Yep, I like the sound of that better: Día de la Resistencia Indígena, or Day of Indigenous Resistance, which is the term Venezuelans use for our Anglo-centric celebration of "Columbus Day." Now I'm not ganna get all PC on ya here. In fact, I fully believe that if members of First Nations want to license their tribal names out to college football teams and open up a casino on every reservation, they should be able to do so. Heck, the least we owe them is a slice of the capitalist dream.
More interesting to me, though, is a continuing fascination with travel to "exotic" locations over 500 years after Columbus first set foot on foreign soil. There's something about getting away from what we know that continues to fuel human travel, and the travel industry. This might sound odd coming from a person with no passport, who immediately recycles the Travel section in every Sunday New York Times, and whose idea of travel begins and ends with a day trip to Manhattan. I'm not saying I understand this desire to travel, but I acknowledge that it's there. These days, if you haven't solo climbed the Himalayas, backpacked through the former Eastern Bloc, or snorkeled off the coast of Costa Rica, you haven't really lived. Well guess what? I'm living just fine without any of these things.

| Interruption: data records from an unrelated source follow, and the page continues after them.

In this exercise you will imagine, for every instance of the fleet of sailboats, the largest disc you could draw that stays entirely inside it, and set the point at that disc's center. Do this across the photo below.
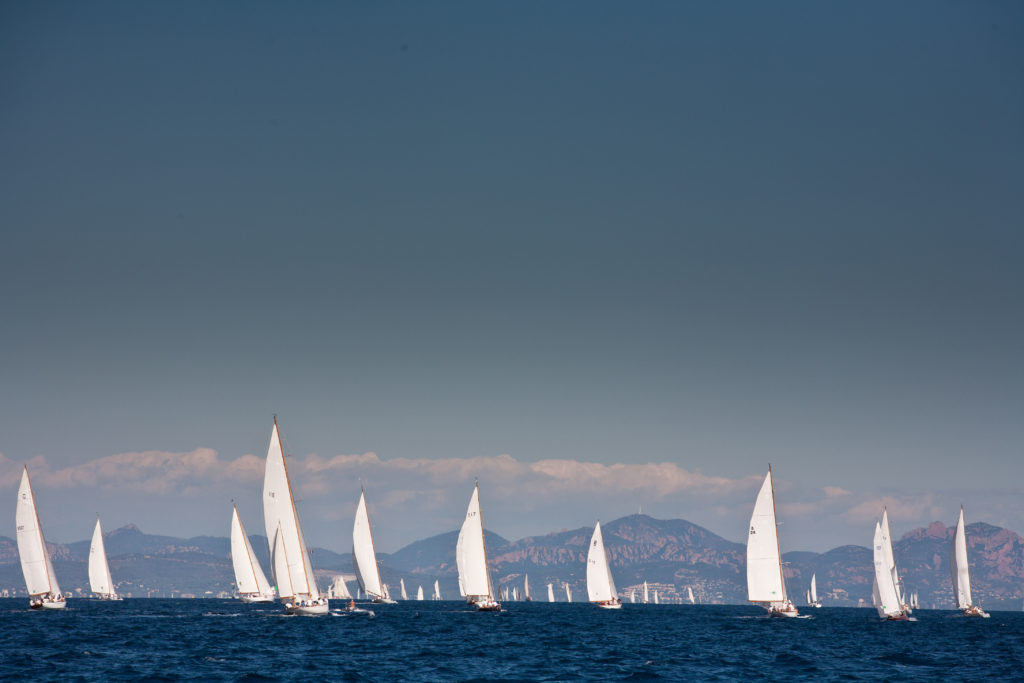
(99, 569)
(600, 585)
(289, 554)
(471, 558)
(44, 592)
(962, 573)
(249, 578)
(365, 558)
(765, 583)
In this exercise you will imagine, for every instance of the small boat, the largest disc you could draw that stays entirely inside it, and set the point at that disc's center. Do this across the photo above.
(99, 570)
(44, 592)
(365, 558)
(289, 556)
(765, 584)
(962, 573)
(471, 558)
(885, 595)
(812, 594)
(249, 577)
(600, 586)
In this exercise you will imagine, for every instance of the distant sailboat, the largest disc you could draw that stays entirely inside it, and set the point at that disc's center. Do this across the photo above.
(44, 593)
(471, 558)
(364, 556)
(249, 577)
(812, 594)
(99, 570)
(961, 573)
(600, 585)
(764, 561)
(289, 555)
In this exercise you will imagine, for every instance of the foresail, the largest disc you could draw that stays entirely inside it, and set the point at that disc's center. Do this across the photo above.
(764, 566)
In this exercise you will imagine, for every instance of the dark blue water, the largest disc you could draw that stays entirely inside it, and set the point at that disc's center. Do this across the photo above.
(222, 640)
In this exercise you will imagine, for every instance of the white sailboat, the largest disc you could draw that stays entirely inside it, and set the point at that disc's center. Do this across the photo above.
(812, 594)
(44, 593)
(249, 577)
(600, 585)
(961, 573)
(764, 560)
(471, 558)
(99, 570)
(364, 556)
(289, 555)
(884, 593)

Why don't I like to travel? I think in large part I'm afraid that what's on the other side of the journey simply won't live up to expectations, won't be "other" or "exotic" enough. David Sedaris writes, "I thought back to the previous summer, and my twenty-three-hour flight from London to Sydney... spend that much time on a plane and you’re entitled to a whole new world when you step off at the other end—the planet Mercury, say, or, at the very least, Mexico City. For an American, though, Australia seems pretty familiar: same wide streets, same office towers. It’s Canada in a thong, or that’s the initial impression." That's not the moral of the larger story he's telling, but I found it to be one of the most astute observations in the essay. As least as it pertains to my life.
I didn't ride an airplane until I was 19, and even then it was by accident. A freak snow storm had closed off all train travel in and out of Chicago, and driving back to college was equally impossible. The only alternative? A 27 minute flight to Midway Airport. Alone. Oh well - there's a first time for everything. I can't even remember the flight, it was so uneventful. And on the other end was a cold, tiny dorm room and mounds of icy snow. Meh.

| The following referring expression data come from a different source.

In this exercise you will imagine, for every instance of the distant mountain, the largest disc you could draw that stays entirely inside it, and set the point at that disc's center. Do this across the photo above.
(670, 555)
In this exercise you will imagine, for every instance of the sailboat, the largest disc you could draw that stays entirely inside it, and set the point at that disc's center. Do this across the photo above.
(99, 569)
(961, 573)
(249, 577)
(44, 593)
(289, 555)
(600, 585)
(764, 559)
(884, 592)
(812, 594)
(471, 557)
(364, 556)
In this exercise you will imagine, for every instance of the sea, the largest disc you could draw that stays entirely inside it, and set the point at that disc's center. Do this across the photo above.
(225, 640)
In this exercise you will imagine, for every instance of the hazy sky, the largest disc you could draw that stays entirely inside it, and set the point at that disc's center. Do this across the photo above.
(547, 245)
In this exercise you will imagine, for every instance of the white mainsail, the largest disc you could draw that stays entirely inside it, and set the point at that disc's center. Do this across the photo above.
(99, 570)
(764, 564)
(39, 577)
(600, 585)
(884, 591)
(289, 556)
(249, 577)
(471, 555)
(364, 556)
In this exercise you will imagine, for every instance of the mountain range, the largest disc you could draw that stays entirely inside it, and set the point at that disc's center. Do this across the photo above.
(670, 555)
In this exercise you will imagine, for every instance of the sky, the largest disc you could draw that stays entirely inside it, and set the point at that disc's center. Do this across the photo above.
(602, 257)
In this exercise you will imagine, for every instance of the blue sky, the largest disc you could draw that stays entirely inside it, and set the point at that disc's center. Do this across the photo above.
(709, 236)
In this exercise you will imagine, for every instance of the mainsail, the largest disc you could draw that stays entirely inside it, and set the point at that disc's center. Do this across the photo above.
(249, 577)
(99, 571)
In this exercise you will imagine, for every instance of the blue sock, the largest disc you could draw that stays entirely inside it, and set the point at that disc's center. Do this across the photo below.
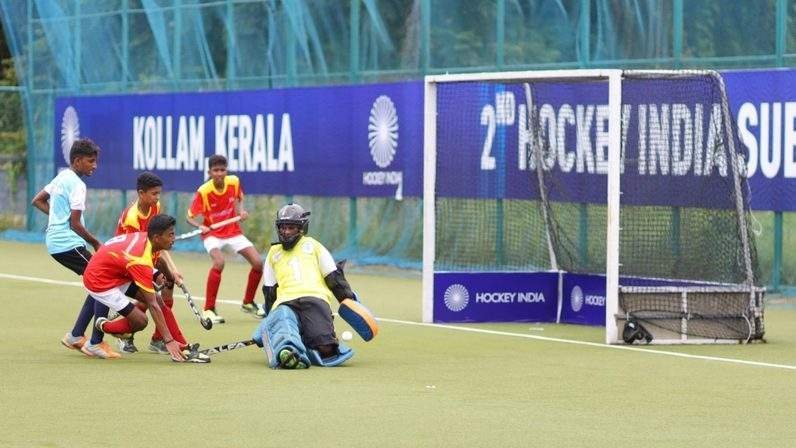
(100, 310)
(83, 319)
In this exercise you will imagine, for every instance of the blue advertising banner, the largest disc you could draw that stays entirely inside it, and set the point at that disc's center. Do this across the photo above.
(495, 297)
(763, 103)
(676, 152)
(368, 140)
(324, 141)
(583, 299)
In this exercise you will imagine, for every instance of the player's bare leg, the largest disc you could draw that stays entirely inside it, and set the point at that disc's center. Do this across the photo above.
(255, 275)
(213, 282)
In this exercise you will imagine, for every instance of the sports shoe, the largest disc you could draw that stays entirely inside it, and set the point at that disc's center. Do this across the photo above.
(99, 324)
(158, 346)
(289, 360)
(193, 355)
(211, 314)
(73, 342)
(101, 350)
(127, 345)
(253, 308)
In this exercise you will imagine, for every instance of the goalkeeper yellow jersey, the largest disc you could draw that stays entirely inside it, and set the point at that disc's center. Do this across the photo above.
(299, 272)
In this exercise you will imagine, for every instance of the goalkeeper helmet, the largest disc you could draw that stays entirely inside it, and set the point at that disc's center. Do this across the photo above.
(292, 214)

So even if it's not all about the destination, at least the journey should yield something meaningful, right? I've travelled more extensively by train than any other form of transportation. And having covered 2/3 of the distance across the US in an Amtrak Coach Car, I can say again...meh. Maybe it's because train tracks tend to snake like tendrils throughout the less desirable vistas of small towns and big cities alike. Have you ever wanted to catalogue the back sides of used tire lots, the broken windows on abandoned warehouses, AND the rotting wood ghosts of train stations past? Then Amtrak it is! Sorry if I sound so cynical, but unless there's a sightseeing car and you hit that perfect spot of daylight while traversing mountains or something, it just ain't that grand.
So, if given my druthers on a holiday like today, I choose to stay home. Alone. And I think there's nothing wrong with that. I'll be celebrating with my own form of resistance, thank you very much.